Il faut aussi retrouver une forme de confiance. Non pas une confiance qui dispenserait de rendre des comptes, mais celle que l’on accorde à des professionnels capables de progresser, de faire évoluer leurs pratiques et de prendre des responsabilités. Une École qui doute de ses personnels finit nécessairement par douter d’elle-même. À l’inverse, les respecter pleinement, c’est à la fois leur donner les moyens d’exercer leur métier et pouvoir leur demander beaucoup. Respecter les enseignants ne consiste donc pas seulement à mieux les rémunérer ou à saluer leur engagement. C’est aussi les former, les accompagner, évaluer les pratiques et leur confier des responsabilités.

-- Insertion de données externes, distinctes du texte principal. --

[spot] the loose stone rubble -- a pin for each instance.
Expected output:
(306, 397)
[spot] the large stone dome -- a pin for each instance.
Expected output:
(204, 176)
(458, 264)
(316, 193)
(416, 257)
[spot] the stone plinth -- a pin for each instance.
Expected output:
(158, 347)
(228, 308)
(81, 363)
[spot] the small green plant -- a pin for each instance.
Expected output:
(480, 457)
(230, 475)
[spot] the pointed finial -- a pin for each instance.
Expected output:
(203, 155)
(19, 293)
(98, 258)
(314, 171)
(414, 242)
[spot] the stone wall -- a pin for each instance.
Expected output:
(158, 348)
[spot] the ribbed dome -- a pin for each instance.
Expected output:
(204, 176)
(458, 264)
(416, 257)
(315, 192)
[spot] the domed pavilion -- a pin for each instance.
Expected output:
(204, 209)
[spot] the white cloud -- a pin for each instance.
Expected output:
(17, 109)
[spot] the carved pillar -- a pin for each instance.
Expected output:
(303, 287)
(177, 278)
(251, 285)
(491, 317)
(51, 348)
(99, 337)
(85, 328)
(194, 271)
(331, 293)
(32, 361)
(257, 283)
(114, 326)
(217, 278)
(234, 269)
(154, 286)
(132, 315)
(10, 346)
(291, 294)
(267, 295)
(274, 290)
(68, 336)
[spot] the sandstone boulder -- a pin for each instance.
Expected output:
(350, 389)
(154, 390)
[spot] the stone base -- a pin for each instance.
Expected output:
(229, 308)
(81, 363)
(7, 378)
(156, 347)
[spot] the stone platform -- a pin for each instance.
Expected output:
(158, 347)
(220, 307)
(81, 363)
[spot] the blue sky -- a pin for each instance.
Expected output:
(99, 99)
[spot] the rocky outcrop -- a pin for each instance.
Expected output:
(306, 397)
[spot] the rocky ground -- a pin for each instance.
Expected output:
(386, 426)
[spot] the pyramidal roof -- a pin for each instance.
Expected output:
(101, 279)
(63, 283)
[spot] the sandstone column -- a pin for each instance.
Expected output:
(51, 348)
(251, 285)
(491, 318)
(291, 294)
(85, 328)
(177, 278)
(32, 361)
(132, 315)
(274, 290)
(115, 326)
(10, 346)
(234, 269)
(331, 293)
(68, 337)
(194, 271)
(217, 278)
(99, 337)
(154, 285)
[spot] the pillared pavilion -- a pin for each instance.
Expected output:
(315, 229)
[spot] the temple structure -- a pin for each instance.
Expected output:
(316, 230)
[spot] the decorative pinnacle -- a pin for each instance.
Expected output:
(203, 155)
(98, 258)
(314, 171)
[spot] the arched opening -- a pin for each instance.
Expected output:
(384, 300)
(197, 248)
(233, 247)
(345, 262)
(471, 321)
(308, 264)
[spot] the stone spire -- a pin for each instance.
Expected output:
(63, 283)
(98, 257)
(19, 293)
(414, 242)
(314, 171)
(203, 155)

Car au terme de toutes les réformes, des programmes, des dispositifs, des plans et des annonces, il reste cette réalité élémentaire : l’apprentissage se joue dans une classe, entre des élèves et un professionnel qui sait enseigner. C’est là que tout finit par se décider. C’est donc là, d’abord, que doit porter notre effort. Nous ne redresserons pas l’École contre ses enseignants et ses personnels. Nous ne la redresserons pas non plus en renonçant à leur demander le meilleur. Nous la redresserons en les considérant enfin pour ce qu’ils sont : des professionnels auxquels la société doit beaucoup et dont elle est en droit d’attendre beaucoup.

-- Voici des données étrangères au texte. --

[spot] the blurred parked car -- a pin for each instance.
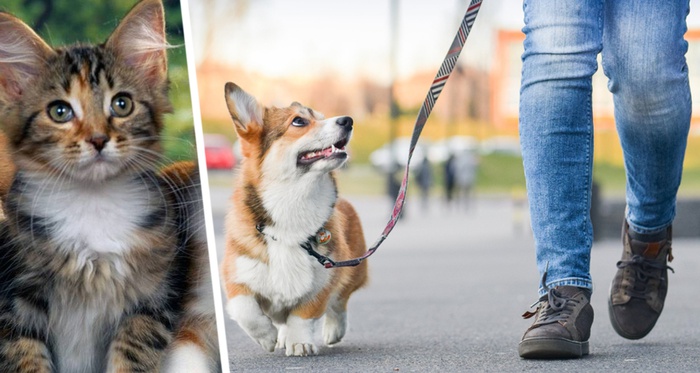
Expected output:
(441, 150)
(218, 152)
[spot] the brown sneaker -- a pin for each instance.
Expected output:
(562, 327)
(639, 287)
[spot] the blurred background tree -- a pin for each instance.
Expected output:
(63, 22)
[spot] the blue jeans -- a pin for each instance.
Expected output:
(643, 54)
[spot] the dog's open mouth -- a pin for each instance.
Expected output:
(336, 150)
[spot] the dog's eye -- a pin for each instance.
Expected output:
(299, 122)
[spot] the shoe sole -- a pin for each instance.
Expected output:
(552, 348)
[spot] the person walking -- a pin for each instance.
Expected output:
(643, 56)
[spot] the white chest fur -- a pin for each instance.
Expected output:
(81, 332)
(89, 218)
(289, 276)
(298, 208)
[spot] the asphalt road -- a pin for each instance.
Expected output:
(447, 291)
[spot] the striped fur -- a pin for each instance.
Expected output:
(103, 260)
(275, 290)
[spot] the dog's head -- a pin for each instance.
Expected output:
(291, 140)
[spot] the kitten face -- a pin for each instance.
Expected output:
(89, 120)
(88, 113)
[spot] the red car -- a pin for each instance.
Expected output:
(218, 152)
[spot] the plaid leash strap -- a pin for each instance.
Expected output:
(435, 89)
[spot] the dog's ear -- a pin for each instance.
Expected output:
(245, 110)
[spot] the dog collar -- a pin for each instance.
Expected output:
(322, 237)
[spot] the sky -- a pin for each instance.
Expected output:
(283, 38)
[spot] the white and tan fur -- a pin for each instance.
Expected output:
(276, 291)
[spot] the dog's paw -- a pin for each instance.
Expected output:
(268, 344)
(334, 327)
(301, 349)
(281, 336)
(246, 311)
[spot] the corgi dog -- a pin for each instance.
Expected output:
(285, 198)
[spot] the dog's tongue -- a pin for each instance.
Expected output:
(327, 152)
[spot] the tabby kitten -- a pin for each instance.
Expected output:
(103, 262)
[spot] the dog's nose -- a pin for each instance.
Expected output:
(344, 122)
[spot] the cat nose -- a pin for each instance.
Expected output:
(98, 141)
(344, 122)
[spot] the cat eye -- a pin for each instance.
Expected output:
(60, 111)
(122, 105)
(299, 122)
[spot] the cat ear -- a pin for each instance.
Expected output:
(245, 110)
(23, 55)
(139, 41)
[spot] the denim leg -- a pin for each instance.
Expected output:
(562, 41)
(644, 59)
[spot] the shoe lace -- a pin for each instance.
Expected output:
(554, 308)
(644, 269)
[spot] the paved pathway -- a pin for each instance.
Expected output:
(447, 291)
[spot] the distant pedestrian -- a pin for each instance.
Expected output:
(449, 169)
(424, 178)
(465, 169)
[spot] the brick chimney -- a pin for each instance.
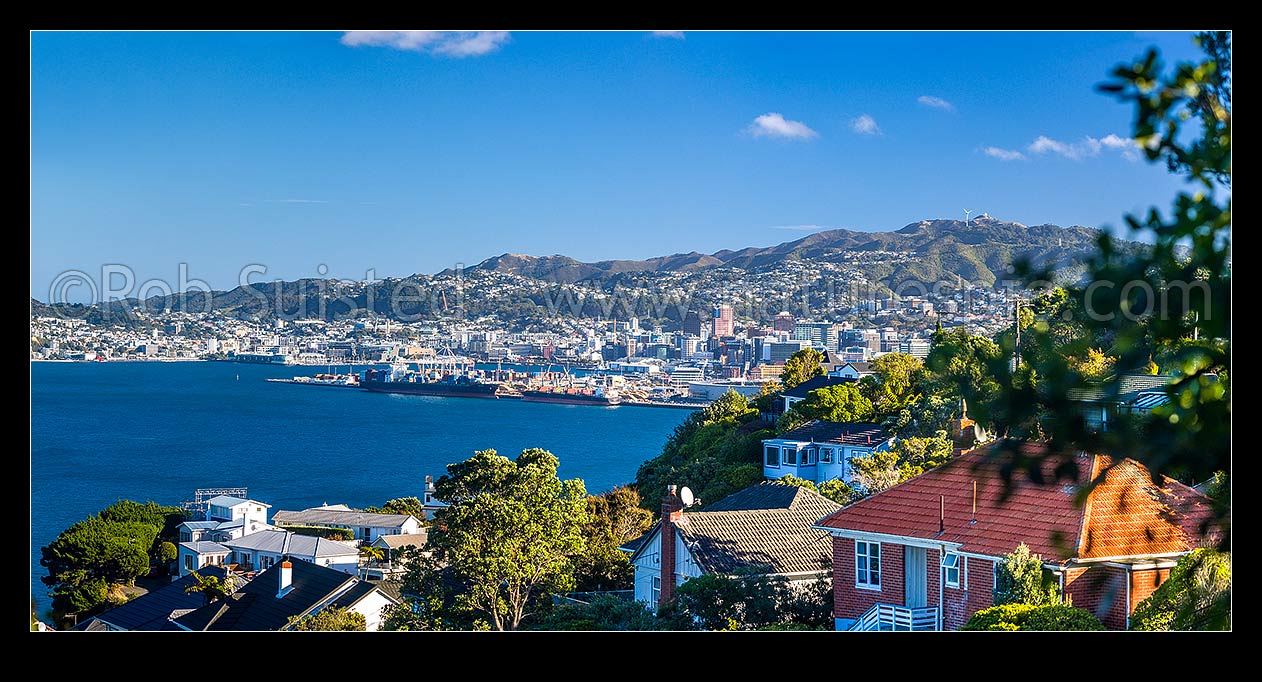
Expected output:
(672, 510)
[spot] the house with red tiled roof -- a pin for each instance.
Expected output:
(923, 555)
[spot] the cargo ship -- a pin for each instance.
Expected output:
(442, 384)
(597, 395)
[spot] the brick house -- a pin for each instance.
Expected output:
(923, 553)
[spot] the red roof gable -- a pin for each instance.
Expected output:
(1126, 514)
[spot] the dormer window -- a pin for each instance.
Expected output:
(950, 568)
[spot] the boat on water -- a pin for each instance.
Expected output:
(442, 383)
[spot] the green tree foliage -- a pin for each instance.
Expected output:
(330, 619)
(509, 536)
(211, 587)
(716, 451)
(613, 519)
(963, 365)
(802, 366)
(602, 613)
(894, 383)
(837, 403)
(747, 603)
(1165, 299)
(1197, 596)
(1027, 616)
(88, 556)
(1022, 580)
(401, 505)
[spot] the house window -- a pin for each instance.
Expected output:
(950, 568)
(867, 565)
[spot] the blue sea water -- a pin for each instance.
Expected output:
(157, 431)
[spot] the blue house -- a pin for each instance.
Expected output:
(820, 451)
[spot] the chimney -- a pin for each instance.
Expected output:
(287, 579)
(672, 510)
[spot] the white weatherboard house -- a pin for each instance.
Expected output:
(820, 451)
(260, 551)
(765, 529)
(366, 526)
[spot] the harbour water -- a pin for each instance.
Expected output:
(155, 431)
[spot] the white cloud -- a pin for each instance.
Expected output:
(865, 125)
(937, 102)
(1130, 149)
(448, 43)
(1043, 144)
(1002, 154)
(774, 125)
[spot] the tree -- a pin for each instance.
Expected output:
(802, 366)
(1197, 596)
(85, 558)
(892, 384)
(714, 451)
(211, 587)
(1026, 616)
(877, 471)
(330, 619)
(837, 403)
(752, 601)
(510, 533)
(1165, 297)
(1021, 580)
(401, 505)
(613, 519)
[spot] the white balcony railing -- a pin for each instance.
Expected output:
(887, 616)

PISA 2025 ne condamne évidemment pas la France au déclin. Il n’existe aucune fatalité scolaire. Mais il existe quelque chose de plus difficile à modifier qu’un programme, un horaire ou l’organisation d’un collège : notre manière de décider pour l’École. Tant que nous chercherons la rupture plutôt que la continuité, l’intuition plutôt que la preuve, l’autonomie avant d’avoir construit le cadre, la mesure visible plutôt que le levier efficace ; tant que nous demanderons moins aux enseignants parce que nous ne savons plus suffisamment leur donner, nous pourrons multiplier les réformes sans modifier la trajectoire.

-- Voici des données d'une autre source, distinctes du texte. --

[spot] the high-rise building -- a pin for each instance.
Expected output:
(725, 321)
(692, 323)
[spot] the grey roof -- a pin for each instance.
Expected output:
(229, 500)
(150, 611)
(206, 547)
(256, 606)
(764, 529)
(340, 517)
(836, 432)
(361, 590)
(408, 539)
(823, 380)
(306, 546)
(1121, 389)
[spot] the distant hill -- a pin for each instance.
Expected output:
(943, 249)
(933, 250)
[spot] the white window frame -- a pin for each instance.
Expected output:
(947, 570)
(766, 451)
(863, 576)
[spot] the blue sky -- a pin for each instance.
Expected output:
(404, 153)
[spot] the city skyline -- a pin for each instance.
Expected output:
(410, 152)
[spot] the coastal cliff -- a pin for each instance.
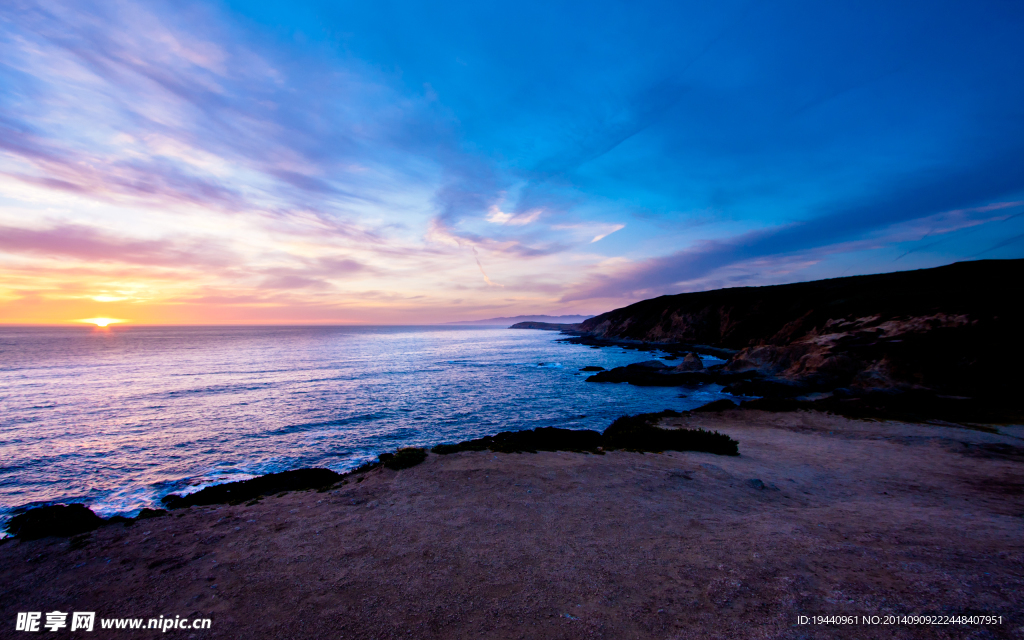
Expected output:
(949, 331)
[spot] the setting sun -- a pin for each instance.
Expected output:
(101, 322)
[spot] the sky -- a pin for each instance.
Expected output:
(268, 162)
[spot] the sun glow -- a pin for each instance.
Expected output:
(101, 322)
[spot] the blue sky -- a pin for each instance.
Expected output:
(195, 162)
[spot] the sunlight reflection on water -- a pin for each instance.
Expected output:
(120, 418)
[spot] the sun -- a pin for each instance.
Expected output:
(101, 322)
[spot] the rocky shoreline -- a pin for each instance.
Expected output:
(634, 433)
(932, 344)
(818, 515)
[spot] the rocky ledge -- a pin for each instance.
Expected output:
(932, 343)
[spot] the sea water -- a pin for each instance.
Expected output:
(118, 418)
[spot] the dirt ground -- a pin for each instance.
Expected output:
(819, 515)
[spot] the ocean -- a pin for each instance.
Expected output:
(118, 418)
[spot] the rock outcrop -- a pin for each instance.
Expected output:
(948, 331)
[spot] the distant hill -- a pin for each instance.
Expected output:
(508, 322)
(953, 330)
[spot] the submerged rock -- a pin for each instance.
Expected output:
(296, 480)
(62, 520)
(403, 458)
(690, 363)
(650, 365)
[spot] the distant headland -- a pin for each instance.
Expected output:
(553, 320)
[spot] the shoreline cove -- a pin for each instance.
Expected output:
(820, 514)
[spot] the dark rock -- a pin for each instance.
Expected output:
(639, 433)
(298, 479)
(952, 331)
(650, 365)
(629, 432)
(648, 377)
(545, 326)
(690, 363)
(61, 520)
(774, 404)
(530, 440)
(722, 404)
(767, 388)
(403, 458)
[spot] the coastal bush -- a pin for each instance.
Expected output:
(298, 479)
(639, 433)
(403, 458)
(62, 520)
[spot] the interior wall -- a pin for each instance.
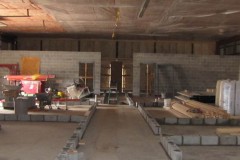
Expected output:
(65, 65)
(189, 72)
(108, 49)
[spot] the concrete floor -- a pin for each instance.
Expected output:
(189, 130)
(72, 110)
(33, 141)
(117, 133)
(210, 152)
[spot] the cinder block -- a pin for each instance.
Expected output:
(210, 121)
(37, 118)
(183, 121)
(222, 121)
(171, 120)
(64, 118)
(22, 117)
(197, 121)
(176, 139)
(191, 140)
(228, 140)
(50, 118)
(2, 117)
(10, 117)
(77, 118)
(234, 122)
(209, 140)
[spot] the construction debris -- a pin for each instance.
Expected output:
(194, 109)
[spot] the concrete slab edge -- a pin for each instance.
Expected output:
(198, 121)
(171, 148)
(205, 140)
(69, 151)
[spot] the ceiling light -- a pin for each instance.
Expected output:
(143, 8)
(2, 24)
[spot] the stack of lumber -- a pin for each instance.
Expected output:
(185, 110)
(194, 109)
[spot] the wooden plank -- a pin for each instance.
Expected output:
(185, 110)
(209, 110)
(177, 114)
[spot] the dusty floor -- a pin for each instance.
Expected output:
(33, 141)
(210, 152)
(189, 130)
(72, 110)
(117, 133)
(159, 113)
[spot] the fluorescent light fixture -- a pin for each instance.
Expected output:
(143, 8)
(231, 12)
(2, 24)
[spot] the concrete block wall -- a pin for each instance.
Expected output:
(191, 72)
(126, 49)
(65, 65)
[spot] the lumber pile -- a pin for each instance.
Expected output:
(186, 110)
(194, 109)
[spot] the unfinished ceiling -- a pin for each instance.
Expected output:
(114, 18)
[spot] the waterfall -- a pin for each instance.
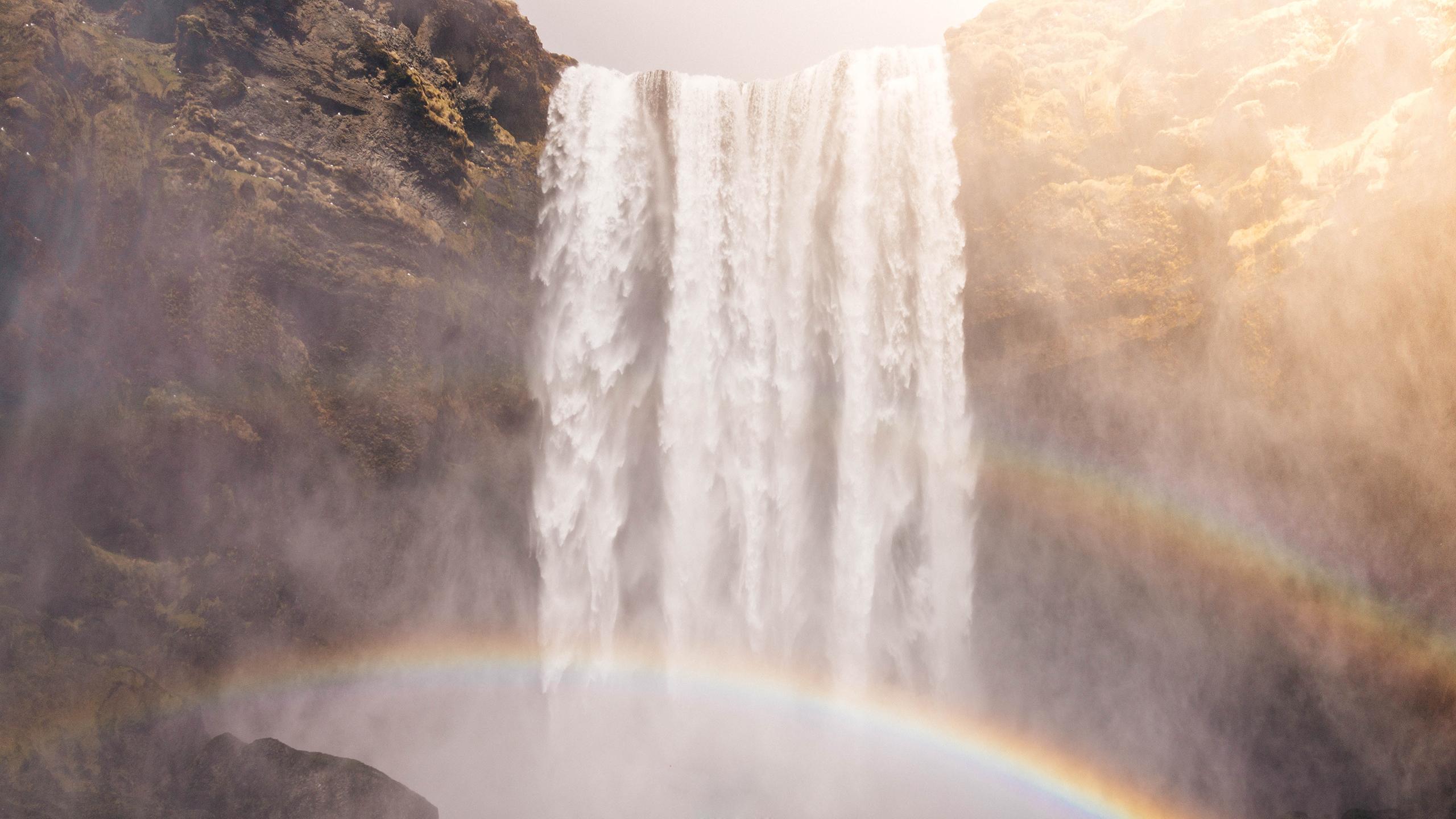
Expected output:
(750, 359)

Le problème de l’École française n’est peut-être donc pas d’abord de savoir quelle nouvelle réforme engager. Il est de retrouver une capacité collective à hiérarchiser, à expérimenter, à évaluer et à tenir dans le temps les politiques qui produisent des effets. Notre École ne se redressera pas à coups de ruptures successives. Elle se redressera lorsque le politique acceptera que les résultats exigent moins d’annonces et davantage de continuité, moins de certitudes et davantage de preuves, moins de dispositifs et davantage d’exigence. L’École n’est pas une politique publique parmi d’autres, ni l’antichambre du marché du travail. Depuis Condorcet, elle porte une ambition plus haute : transmettre à chacun les connaissances qui permettent de devenir libre et à une société de rester maîtresse de son destin. C’est précisément pourquoi son redressement ne peut se réduire à une réforme supplémentaire.

"L’École n’est pas une politique publique parmi d’autres, ni l’antichambre du marché du travail. Depuis Condorcet, elle porte une ambition plus haute : transmettre à chacun les connaissances qui permettent de devenir libre et à une société de rester maîtresse de son destin."

PISA ne nous dit pas ce que doit être l’École française. Il nous rappelle, avec la froideur des résultats, qu’une institution chargée de transmettre ne peut durablement se satisfaire de ne plus savoir comment se gouverner elle-même.